In its place, Iceland says it will be harnessing the latest technologies to create a range of packaging, comprising paper and pulp trays along with paper bags which are fully recyclable through domestic waste collection or in-store recycling facilities, and therefore less harmful to the environment.
Iceland has already removed plastic disposable straws from its own label range. And its new food ranges, which are set to hit the shelves early this year, will feature paper-based rather than plastic food trays.
Iceland Managing Director, Richard Walker, is driving this initiative to demonstrate the potential for the entire supermarket retail sector to go plastic-free as far as possible.
He said: “The world has woken up to the scourge of plastics. A truckload is entering our oceans every minute, causing untold damage to our marine environment and ultimately humanity – since we all depend on the oceans for our survival.
“The onus is on retailers, as leading contributors to plastic packaging pollution and waste, to take a stand and deliver meaningful change.
“Other supermarkets, and the retail industry as a whole, should follow suit and offer similar commitments during 2018. This is a time for collaboration.

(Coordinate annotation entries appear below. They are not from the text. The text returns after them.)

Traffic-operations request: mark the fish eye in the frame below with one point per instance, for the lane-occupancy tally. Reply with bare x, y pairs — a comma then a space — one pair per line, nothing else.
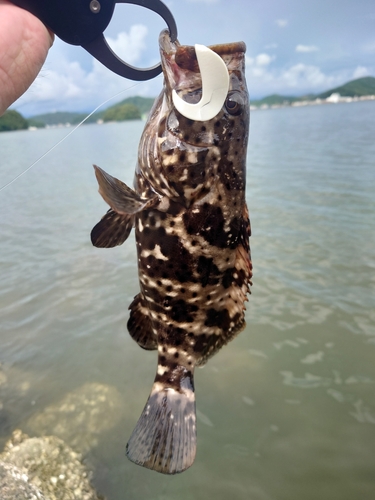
234, 103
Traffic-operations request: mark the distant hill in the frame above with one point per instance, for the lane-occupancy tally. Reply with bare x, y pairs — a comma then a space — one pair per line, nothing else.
59, 117
143, 104
274, 99
358, 87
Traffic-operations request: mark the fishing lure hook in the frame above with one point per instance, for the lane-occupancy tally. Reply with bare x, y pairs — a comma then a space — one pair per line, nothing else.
215, 86
82, 22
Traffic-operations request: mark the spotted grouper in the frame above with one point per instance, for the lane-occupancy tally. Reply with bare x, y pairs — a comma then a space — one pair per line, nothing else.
192, 233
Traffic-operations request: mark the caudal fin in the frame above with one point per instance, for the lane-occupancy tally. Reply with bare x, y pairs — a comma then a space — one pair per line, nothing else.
164, 438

“There really is no excuse any more for excessive packaging that creates needless waste and damages our environment. The technologies and practicalities to create less environmentally harmful alternatives exist, and so Iceland is putting a stake in the ground.”

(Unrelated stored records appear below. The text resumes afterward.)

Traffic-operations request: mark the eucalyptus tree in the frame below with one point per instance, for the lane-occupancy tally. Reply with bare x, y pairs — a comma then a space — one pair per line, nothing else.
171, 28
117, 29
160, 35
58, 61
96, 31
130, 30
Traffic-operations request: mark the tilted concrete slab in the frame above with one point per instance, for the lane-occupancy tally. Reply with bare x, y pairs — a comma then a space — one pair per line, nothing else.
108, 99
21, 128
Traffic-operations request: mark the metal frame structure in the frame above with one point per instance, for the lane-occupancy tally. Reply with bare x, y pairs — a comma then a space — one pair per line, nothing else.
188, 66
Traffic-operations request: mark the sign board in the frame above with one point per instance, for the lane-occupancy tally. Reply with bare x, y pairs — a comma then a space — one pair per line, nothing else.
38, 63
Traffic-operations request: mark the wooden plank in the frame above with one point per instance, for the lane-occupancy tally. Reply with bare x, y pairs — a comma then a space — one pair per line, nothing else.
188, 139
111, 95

Throughout the process, Iceland says it has consulted regularly with Greenpeace experts. They have called on competitors to follow Iceland’s lead.
John Sauven, Greenpeace Executive Director, commented: “Last month a long list of former heads of Britain’s biggest retail groups wrote a joint statement to explain that the only solution to plastic pollution was for retailers to reject plastic entirely in favour of more sustainable alternatives like recycled paper, steel, glass and aluminium. Now Iceland has taken up that challenge with its bold pledge to go plastic free within five years. It’s now up to other retailers and food producers to respond to that challenge.
“The tidal wave of plastic pollution will only start to recede when they turn off the tap. They know the scale of systemic change we need, and yet their responses have been timid and piecemeal. Iceland has offered a more radical solution that shows the way forward for the sector.”
- It is estimated more than 12 million tonnes of plastic enters the world’s oceans every year, putting the lives of all forms of marine life at risk, from larger animals through to plankton, and there are fears that toxins originating from plastics are then re-entering the food chain via seafood.
Plastic also creates a significant recycling issue – statistics suggest only a third of plastics are recycled in the UK – the remainder either ends up in landfill, incinerated or is discarded illegally.